J’entends ou plutôt je perçois leur présence, des frottements, des petits cris de rongeurs, des courants d’air. Elles sont toutes proches. Leur senteur mentholée me hérisse. Je sursaute. Elles sont évidemment à l’aise en l’absence de lumière, comme des araignées sur leur toile. C’est leur monde et je m’y colle. Une langue râpeuse comme celle d’un félin puis une deuxième me lèchent la face et se repaissent du sang qui commence à coaguler. Je peux me retirer, mais je reste immobile. Je plane au-dessus du sol que je ne vois pas. Les deux langues sont bientôt accompagnées par quatre mains. Celles-ci me débarrassent de cette tunique raidie, qui frotte sur mon épaule meurtrie. Des claquements de langues. On dirait des chauves-souris. Je vois Jane qui s’avance vers moi avec quatre bras et cela lui donne, malgré le désir que je ressens toujours pour elle, un aspect tout à fait monstrueux. Elle me serre contre elle et ses quarante mamelles. Ses bras font plusieurs fois le tour de ma poitrine. À qui sont ces jambes lisses comme du marbre, ces bras qui m’étouffent, ces lèvres sur ma verge gonflée, ces mains qui maintiennent ma face sur des vulves brulantes et offertes. Si je n’étais pas en train de monter mon cheval Absalom, dans les douces pâtures de Géorgie, en compagnie de maman, je m’apercevrais que c’est une des deux jumelles qui me monte comme dans un rodéo. Ma mère se tourne vers moi et la chair de son visage est toute fondue et tombe en lambeaux, laissant paraitre ses dents de derrière. Parlant de derrière, voilà que celui de la deuxième albinos vient se coller sur ma bouche et m’emprisonne comme une plante carnivore. Quelque chose sort de moi, je me vide comme une baignoire.

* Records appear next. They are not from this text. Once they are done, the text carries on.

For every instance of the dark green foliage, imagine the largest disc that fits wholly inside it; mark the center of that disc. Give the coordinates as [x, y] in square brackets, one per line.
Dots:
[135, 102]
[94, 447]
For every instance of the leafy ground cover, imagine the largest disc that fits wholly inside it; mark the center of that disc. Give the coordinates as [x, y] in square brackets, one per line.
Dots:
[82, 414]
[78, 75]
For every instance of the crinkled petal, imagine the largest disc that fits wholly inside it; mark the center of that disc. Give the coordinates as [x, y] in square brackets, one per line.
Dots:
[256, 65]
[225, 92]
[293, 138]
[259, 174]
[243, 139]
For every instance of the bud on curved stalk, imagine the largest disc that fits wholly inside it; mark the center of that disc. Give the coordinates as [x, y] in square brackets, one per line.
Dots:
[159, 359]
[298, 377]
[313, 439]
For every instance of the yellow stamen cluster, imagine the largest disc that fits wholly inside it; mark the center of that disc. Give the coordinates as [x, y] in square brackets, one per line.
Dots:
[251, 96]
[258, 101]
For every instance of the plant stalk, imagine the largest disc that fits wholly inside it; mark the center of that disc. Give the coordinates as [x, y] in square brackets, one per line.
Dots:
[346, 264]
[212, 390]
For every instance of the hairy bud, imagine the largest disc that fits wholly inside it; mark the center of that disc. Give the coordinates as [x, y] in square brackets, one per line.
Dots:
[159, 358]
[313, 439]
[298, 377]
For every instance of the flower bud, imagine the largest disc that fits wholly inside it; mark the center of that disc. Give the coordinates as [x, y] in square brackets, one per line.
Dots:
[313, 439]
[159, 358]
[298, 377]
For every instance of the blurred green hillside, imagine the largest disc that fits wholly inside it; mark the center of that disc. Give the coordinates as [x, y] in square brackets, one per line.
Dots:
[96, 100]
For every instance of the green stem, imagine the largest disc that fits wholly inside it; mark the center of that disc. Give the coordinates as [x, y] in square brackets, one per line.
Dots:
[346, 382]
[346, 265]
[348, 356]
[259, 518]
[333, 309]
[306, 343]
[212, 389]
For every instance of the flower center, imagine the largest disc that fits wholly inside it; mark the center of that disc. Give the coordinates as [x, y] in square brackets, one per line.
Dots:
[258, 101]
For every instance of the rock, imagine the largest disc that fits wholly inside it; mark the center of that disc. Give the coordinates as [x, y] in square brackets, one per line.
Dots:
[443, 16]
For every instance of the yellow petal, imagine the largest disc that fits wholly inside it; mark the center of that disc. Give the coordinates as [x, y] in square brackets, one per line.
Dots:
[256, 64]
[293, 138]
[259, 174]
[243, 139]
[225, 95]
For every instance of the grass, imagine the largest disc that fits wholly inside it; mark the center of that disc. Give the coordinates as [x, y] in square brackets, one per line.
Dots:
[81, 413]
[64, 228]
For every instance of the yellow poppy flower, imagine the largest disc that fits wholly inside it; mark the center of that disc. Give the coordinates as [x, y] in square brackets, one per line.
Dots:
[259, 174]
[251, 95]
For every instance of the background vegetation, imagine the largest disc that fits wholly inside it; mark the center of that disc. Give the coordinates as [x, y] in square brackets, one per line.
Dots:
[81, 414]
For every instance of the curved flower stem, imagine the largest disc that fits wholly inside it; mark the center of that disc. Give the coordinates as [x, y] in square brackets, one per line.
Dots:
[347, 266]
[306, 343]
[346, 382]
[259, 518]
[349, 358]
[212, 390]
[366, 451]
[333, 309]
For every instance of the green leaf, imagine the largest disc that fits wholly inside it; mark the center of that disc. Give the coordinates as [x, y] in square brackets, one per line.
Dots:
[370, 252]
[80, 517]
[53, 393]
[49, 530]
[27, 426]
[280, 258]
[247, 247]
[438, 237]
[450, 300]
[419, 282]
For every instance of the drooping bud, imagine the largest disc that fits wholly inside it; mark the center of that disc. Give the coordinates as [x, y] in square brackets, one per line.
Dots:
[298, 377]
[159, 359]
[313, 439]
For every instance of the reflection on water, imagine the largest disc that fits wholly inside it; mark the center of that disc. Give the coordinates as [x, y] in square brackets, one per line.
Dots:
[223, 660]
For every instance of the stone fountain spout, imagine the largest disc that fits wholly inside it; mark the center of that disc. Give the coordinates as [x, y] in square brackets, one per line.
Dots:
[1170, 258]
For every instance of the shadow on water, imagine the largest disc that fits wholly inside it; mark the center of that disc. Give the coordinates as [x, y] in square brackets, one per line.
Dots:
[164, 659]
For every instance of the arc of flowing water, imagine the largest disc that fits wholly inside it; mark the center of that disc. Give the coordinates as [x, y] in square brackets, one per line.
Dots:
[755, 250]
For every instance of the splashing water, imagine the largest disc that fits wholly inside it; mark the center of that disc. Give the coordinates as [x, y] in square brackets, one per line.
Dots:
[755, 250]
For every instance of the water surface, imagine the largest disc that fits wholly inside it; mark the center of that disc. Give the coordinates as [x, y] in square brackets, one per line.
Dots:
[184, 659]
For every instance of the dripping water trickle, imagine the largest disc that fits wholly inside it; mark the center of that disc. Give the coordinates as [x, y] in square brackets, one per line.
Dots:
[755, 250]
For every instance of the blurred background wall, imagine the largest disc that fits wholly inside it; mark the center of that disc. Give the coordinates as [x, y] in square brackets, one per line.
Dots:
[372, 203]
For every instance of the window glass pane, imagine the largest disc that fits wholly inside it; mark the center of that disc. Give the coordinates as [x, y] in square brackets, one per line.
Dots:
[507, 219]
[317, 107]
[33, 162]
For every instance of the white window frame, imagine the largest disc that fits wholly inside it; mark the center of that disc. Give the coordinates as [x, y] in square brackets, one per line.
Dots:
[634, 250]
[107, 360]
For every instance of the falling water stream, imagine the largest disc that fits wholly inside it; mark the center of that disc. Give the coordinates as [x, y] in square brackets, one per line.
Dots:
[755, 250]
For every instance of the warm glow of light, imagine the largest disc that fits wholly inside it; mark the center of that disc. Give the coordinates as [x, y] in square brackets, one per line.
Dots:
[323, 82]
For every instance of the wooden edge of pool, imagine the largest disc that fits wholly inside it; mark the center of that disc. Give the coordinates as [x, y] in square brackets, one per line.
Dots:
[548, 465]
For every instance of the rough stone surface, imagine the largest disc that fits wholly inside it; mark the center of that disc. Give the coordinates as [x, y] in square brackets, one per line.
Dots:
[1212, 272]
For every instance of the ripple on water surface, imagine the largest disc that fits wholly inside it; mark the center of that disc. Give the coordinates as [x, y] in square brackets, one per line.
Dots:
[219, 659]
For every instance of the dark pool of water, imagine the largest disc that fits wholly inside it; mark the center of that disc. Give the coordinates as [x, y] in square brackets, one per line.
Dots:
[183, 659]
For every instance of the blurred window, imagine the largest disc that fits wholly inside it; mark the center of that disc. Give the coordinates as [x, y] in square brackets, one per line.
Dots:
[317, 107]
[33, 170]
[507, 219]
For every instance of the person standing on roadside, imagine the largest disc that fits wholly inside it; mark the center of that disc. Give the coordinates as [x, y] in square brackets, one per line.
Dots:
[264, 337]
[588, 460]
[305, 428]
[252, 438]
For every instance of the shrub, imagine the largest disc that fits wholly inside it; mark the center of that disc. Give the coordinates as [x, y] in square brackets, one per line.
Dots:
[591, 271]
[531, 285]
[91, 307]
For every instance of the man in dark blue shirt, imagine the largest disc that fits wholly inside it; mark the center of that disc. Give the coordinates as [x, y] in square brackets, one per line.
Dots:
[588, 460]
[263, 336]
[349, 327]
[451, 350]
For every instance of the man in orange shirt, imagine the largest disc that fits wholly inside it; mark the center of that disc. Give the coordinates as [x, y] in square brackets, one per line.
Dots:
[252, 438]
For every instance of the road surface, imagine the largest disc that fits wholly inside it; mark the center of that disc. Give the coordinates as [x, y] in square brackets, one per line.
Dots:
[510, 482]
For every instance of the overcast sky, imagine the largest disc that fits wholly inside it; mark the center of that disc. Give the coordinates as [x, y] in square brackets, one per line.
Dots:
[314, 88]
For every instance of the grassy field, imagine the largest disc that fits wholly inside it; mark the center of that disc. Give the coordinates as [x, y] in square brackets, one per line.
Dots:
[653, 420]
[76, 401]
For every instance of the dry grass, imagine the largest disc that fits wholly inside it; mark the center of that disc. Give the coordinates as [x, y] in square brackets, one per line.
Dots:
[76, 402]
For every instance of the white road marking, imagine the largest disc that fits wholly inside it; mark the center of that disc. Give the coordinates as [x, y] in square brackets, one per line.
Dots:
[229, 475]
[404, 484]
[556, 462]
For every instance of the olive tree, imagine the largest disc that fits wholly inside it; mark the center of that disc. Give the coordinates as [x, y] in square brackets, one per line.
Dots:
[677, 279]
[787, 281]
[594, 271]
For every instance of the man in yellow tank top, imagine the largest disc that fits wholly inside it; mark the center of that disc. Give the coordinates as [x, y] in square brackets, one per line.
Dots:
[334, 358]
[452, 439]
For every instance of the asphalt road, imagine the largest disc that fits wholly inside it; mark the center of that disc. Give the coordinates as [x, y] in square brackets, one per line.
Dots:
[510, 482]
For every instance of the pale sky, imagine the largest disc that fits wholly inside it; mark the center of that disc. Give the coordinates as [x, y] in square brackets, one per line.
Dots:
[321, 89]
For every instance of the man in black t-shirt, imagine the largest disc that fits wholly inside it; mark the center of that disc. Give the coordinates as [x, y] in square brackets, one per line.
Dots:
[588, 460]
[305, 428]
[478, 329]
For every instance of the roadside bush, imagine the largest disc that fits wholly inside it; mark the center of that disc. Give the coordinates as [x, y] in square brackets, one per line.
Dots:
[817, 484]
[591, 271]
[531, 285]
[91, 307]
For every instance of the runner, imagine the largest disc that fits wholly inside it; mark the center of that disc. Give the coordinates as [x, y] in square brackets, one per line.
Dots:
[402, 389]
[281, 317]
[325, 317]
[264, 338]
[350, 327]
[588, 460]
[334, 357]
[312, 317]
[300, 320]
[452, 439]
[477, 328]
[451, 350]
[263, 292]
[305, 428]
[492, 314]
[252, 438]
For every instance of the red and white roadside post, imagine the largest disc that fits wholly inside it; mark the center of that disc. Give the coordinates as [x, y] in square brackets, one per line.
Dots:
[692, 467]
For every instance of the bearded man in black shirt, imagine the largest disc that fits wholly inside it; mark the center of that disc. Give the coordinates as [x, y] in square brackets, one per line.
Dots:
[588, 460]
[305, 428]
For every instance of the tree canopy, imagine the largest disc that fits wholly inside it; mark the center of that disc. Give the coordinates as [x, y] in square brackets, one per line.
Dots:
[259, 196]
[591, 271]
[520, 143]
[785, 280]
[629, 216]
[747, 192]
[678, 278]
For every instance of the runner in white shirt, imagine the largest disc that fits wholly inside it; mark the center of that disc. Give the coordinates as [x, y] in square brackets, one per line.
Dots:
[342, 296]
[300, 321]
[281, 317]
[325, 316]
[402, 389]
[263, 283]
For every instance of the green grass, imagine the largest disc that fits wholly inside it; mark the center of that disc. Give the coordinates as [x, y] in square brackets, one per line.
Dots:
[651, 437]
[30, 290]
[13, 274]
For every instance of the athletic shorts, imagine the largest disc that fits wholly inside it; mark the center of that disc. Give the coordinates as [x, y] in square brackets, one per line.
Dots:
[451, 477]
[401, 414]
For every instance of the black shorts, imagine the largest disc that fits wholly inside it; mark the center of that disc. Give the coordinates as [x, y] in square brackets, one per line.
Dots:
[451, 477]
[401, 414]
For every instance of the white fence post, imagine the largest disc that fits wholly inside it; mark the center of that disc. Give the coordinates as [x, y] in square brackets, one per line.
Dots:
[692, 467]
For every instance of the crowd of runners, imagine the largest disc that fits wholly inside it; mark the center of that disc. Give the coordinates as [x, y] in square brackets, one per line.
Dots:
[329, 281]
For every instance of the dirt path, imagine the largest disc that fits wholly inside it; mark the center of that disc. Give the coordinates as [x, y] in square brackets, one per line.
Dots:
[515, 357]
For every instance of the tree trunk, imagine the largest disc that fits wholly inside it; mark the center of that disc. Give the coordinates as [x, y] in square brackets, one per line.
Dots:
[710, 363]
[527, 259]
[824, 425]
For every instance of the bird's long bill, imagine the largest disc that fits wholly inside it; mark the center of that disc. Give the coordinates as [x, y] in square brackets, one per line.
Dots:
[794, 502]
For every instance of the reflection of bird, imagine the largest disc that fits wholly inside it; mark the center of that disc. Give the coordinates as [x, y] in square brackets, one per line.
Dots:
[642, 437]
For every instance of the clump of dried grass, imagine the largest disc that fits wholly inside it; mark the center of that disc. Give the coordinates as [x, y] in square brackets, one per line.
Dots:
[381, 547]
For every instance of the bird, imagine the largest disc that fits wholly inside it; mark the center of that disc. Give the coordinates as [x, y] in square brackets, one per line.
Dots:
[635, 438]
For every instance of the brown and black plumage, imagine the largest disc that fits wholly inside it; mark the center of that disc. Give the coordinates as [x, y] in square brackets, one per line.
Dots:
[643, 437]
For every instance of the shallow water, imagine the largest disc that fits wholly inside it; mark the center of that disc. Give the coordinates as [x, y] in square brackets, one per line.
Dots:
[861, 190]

Extrait 3 : Dans la capitale du vin blanc de Corrèze

Nous sommes dans la capitale du vin blanc de Corrèze et Jacques va bientôt devenir sommelier, s’il ne meurt pas de choc éthylique avant. Nous allons souvent sans armes dans les vignobles, ne redoutant plus de voir surgir l’ennemi en rase campagne.

Le ravitaillement arrive comme la manne tous les deux jours, sous forme de largages à basse altitude de denrées, de vêtements, de munitions. On a trouvé un demi-queue dans le presbytère Sacré-Cœur-des-Rosiers, un piano, ma foi, tout à fait convenable. Avec une concertiste lyonnaise, Marlène Jodry, qui s’est jointe à la lutte après que son mari eut péri aux mains de Klaus Barbie, nous donnons des récitals improvisés, presque tous les soirs. Elle me dame le pion côté interprétation, mais personne dans la foule, qui s’étend parfois jusqu’au parvis, ne s’en aperçoit. Dès que j’entonne Night and day de Cole Porter, fusent les acclamations.